Once we have determined that there are no defects on title and all inspection concerns have been resolved, it is time to order an appraisal. An appraisal is an estimate of the value of a property, made by a qualified professional called an appraiser. An appraisal of the property you’re going to purchase is as important as your credit history in obtaining a mortgage, and it is also a critical factor in determining the size of the loan the bank or Mortgage Company will approve. After all, the property you are purchasing serves as collateral for the loan. Although the primary goal of the appraisal is to justify the lender’s investment, it also protects you from overpaying. The lender usually hires the appraiser and charges the buyer a fee for the service. You will be refused a mortgage, or offered a smaller amount on the mortgage, if the appraisal falls short of the amount you wish to borrow. Your contract will be contingent on whether the property’s appraisal comes in at or above the purchase price you and the seller have agreed upon.

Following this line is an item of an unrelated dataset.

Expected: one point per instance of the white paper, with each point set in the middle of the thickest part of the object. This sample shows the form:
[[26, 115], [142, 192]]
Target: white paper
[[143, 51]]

In the recession market, it is difficult to get an accurate in a declining market. The forclosures controlling the market also have a bearing on the appraisals. Talk to your lender and agent today.

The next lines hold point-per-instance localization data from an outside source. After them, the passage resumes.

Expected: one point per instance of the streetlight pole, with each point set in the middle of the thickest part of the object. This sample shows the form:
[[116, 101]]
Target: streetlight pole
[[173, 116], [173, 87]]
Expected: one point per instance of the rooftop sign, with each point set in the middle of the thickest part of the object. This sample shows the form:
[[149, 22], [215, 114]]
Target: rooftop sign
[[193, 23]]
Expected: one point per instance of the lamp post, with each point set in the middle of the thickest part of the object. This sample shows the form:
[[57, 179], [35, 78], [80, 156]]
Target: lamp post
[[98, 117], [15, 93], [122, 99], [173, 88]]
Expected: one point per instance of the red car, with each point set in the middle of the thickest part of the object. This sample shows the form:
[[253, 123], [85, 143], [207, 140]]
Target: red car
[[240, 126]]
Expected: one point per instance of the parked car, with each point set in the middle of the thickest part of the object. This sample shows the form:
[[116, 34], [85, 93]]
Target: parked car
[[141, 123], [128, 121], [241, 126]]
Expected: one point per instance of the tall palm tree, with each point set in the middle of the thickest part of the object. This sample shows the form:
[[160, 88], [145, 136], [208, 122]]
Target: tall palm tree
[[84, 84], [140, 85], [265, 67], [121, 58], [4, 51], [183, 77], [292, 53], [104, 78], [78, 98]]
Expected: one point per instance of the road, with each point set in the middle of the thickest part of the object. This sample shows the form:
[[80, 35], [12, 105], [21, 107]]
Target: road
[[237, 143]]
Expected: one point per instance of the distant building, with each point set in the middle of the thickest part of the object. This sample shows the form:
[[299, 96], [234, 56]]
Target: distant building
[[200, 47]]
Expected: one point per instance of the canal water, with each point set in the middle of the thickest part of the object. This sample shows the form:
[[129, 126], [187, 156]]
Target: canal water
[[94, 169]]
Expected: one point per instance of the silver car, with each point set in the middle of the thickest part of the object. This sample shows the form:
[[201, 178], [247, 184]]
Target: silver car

If possible, you will want to complete your home inspection prior to ordering the appraisal. There is no sense in paying an appraisal fee if issues resulting from the inspection cause the contract to be terminated. We will negotiate any major repairs such as a roof or furnace prior to ordering the appraisal. If we just have some small repair concerns, we will order the appraisal the day that we finish inspections and negotiate repairs after we have a VC (Valuation and Conditions) sheet.